In the wake of Covid, we are about to witness a mass disability event the likes of which haven’t been seen on a global scale for nearly 100 years. In creating this documentary that seeds doubt and anger into the minds of the general public, the BBC is helping to further the Tory regime in their dehumanization of disabled and chronically ill folk. By portraying them as frauds and fakers, they further enable the Tory justification of denying benefits to the most vulnerable, ensuring that their blatant disregard and abandonment of duty of care is normalized as acceptable because look, look how prevalent faking is! We have a documentary about it! It’s on the BBC so you know it’s legit… even thought they based all their research on a reddit hate forum…
But their incompetence and immorality doesn’t end there, oh no. Along with the title and presentation being outright disgusting and irresponsible, they’ve also stolen content from creators who declined to be involved and voiced their concerns over the creation of such a documentary. @jessicaoutofthecloset said on Twitter that she refused to be a part of it, yet her image is used to promote it.
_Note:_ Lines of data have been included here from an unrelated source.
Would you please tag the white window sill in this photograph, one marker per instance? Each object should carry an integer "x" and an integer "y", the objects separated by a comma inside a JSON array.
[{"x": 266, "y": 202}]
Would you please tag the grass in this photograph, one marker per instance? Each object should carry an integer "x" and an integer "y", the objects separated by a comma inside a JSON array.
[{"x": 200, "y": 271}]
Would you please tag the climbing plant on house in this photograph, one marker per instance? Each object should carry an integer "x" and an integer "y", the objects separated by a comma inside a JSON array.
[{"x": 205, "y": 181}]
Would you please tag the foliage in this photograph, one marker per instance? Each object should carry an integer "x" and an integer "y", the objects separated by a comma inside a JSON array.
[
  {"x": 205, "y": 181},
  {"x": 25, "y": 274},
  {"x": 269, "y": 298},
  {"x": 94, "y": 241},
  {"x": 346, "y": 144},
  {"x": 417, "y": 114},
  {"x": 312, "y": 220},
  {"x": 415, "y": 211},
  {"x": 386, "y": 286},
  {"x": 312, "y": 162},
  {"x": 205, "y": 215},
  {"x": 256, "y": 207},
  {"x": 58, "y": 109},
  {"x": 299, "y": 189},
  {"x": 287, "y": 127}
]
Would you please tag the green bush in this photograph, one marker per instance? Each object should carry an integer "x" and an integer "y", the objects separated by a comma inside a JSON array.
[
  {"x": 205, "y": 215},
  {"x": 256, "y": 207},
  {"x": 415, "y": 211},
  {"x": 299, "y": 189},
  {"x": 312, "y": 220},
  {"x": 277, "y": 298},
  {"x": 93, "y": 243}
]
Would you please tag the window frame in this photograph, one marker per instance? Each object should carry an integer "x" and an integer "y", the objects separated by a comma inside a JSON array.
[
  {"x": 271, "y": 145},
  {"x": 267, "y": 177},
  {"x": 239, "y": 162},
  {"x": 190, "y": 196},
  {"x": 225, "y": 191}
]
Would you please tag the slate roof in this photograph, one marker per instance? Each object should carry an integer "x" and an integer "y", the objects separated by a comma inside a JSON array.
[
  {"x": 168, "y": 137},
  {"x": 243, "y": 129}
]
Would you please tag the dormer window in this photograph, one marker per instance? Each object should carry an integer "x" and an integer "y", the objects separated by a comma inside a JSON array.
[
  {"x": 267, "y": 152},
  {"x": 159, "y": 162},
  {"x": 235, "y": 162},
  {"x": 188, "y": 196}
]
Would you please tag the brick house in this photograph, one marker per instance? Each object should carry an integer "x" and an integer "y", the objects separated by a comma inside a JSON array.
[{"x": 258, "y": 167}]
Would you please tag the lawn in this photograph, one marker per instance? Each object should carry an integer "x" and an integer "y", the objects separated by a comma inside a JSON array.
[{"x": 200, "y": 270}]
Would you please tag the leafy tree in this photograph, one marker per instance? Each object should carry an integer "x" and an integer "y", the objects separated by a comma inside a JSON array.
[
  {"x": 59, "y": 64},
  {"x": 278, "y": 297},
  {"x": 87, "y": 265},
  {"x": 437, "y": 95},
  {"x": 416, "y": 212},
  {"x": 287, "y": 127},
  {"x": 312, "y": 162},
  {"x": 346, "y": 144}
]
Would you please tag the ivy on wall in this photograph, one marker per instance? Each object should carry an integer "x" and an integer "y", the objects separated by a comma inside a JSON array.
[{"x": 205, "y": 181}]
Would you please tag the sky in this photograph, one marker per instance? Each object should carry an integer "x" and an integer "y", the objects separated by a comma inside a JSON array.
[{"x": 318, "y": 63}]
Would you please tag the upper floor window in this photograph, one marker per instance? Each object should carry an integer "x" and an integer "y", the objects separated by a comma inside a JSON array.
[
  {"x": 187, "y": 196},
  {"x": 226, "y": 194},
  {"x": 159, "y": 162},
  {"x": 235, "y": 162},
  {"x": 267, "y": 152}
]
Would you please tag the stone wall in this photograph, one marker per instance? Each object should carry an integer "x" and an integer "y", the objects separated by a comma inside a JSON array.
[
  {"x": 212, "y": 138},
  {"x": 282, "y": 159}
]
And some of the other featured creators (I’m not going to link to them, their social feeds are already a nightmare) have claimed that their interviews were edited in such a way to make them sound ableist or twist the meaning of their words to fit the “us vs them” dynamic the documentary was trying to instill against “real” disabled people (i.e. visibly disabled) and chronically ill people, which is not at all what they were saying—especially because the person involved is both disabled AND chronically ill.
It’s disgusting, and frankly all the journalists involved should be fired. There is not a shred of ethics or care to be seen for any of the people they have opened up for attack online by listing them openly as disabled content creators. But that won’t happen. Because disabled and chronically ill lives don’t matter. Not when you’ve got ratings and dangerous propaganda to uphold.
I’m not going to say don’t watch it to anyone who is curious. But I will say make sure you’re in an okay headspace to handle it. I was barely able to get through it in the end. And if you’re able bodied and healthy, please watch it with the knowledge that what is being shown is a highly skewed and ableist outlook based on literal hate forums that have harassed people to death for being vocal online about disability activism. These people want us dead. What they are doing is not moral or even needed. Please don’t fall for their lies. Please be better than that. Please be kinder.
Please, I’m so heartbroken and tired.
If anyone has the time and energy, you can help by making a formal complaint to the BBC here: https://www.bbc.co.uk/contact/complaints
I would especially urge able bodied and healthy people to complain and show that this kind of ableist misrepresentation and hate content against the disabled and chronically ill community will not be tolerated without major pushback. Thank you.